Niemerg highlights that the reality of crypto use undermines the narrative that it is primarily used for illicit activities. According to Chainalysis’s 2024 crypto crime report, only 0.34% of all crypto transactions are associated with illicit activity, with more than 99.6% being legitimate. This statistic challenges the moral panic often generated around blockchain privacy features, such as the Tornado Cash saga. Niemerg argues that if similar scrutiny were applied to cash, paper money would have been banned long ago.
Privacy in crypto serves numerous legitimate purposes, including salary negotiations, medical payments, and donations to causes. Without privacy, these fundamental activities become vulnerable to surveillance and control. Some use cases, such as business agreements requiring confidentiality and financial inclusion efforts in oppressive regimes, would be impossible without robust privacy protections. Journalists protecting sources, dissidents seeking funding, and organizations operating in hostile environments all rely on private transactions to function.
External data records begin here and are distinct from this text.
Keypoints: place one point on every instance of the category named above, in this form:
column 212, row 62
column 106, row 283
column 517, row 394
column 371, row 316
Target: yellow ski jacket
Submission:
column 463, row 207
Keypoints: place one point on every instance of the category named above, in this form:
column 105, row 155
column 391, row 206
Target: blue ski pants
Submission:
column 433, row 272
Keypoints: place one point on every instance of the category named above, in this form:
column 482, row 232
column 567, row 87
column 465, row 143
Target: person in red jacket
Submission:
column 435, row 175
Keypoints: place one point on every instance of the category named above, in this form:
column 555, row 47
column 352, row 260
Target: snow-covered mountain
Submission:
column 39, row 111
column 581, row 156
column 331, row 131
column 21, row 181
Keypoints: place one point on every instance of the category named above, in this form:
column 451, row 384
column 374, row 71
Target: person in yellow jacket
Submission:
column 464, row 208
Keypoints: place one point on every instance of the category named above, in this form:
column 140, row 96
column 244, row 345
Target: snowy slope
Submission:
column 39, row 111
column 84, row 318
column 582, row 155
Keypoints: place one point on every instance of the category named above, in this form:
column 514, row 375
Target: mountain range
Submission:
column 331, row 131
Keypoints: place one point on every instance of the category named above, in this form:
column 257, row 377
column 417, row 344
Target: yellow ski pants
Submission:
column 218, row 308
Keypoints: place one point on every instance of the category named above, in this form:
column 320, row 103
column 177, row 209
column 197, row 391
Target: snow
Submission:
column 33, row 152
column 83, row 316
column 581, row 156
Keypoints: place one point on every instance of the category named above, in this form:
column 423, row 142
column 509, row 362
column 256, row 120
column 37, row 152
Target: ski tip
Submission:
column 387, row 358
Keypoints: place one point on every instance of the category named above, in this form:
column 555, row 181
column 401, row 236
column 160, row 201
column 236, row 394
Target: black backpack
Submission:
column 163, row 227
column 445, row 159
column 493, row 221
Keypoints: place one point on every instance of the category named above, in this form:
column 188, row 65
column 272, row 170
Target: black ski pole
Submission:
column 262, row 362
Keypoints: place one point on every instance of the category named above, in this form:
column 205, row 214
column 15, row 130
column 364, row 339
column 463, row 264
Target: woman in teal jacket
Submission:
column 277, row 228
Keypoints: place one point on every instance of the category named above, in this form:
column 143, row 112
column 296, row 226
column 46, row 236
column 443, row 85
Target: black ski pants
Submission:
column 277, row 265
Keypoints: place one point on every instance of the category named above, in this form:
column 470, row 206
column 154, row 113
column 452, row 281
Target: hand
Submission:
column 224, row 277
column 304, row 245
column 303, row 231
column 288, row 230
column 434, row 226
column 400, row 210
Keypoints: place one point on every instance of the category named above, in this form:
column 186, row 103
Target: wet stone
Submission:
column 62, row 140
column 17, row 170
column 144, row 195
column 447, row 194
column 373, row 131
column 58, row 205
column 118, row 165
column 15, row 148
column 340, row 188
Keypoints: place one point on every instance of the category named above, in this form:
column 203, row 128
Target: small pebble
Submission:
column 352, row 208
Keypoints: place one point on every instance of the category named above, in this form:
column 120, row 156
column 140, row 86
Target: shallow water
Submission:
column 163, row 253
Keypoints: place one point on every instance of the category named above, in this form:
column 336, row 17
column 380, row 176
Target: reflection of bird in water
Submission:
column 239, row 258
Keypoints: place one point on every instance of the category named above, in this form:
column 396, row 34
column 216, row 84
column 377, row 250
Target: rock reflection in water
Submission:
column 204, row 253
Niemerg acknowledges the importance of compliance with laws around KYC and broker reporting requirements but distinguishes between accountable transparency with appropriate authorities and naked exposure to the entire world. He cites Shielder as an example of a system where others can’t trace transactions, but users can reveal their identities to exchanges or KYC services when needed. This infrastructure of privacy is essential for compliance to be meaningful rather than coercive.
Niemerg argues that the philosophical foundation for crypto privacy is sound, as privacy is a fundamental right, not a privilege. Financial transactions reveal intimate details about our lives, and the right to keep these matters confidential underpins individual freedom. Historically, cash provided this privacy naturally, and crypto with privacy features simply extends this tradition into the digital realm. Decentralization challenges entrenched power structures by distributing control and knowledge among many participants, creating a more balanced system.
Niemerg concludes that privacy in blockchain is not a bug but a feature. It is not a tool for criminals but a right for citizens. As we navigate the complex landscape of digital finance, we must resist the false choice between security and privacy. A truly secure financial system protects not only our assets but also our dignity, autonomy, and freedom. Ultimately, it is privacy that makes this dignity possible.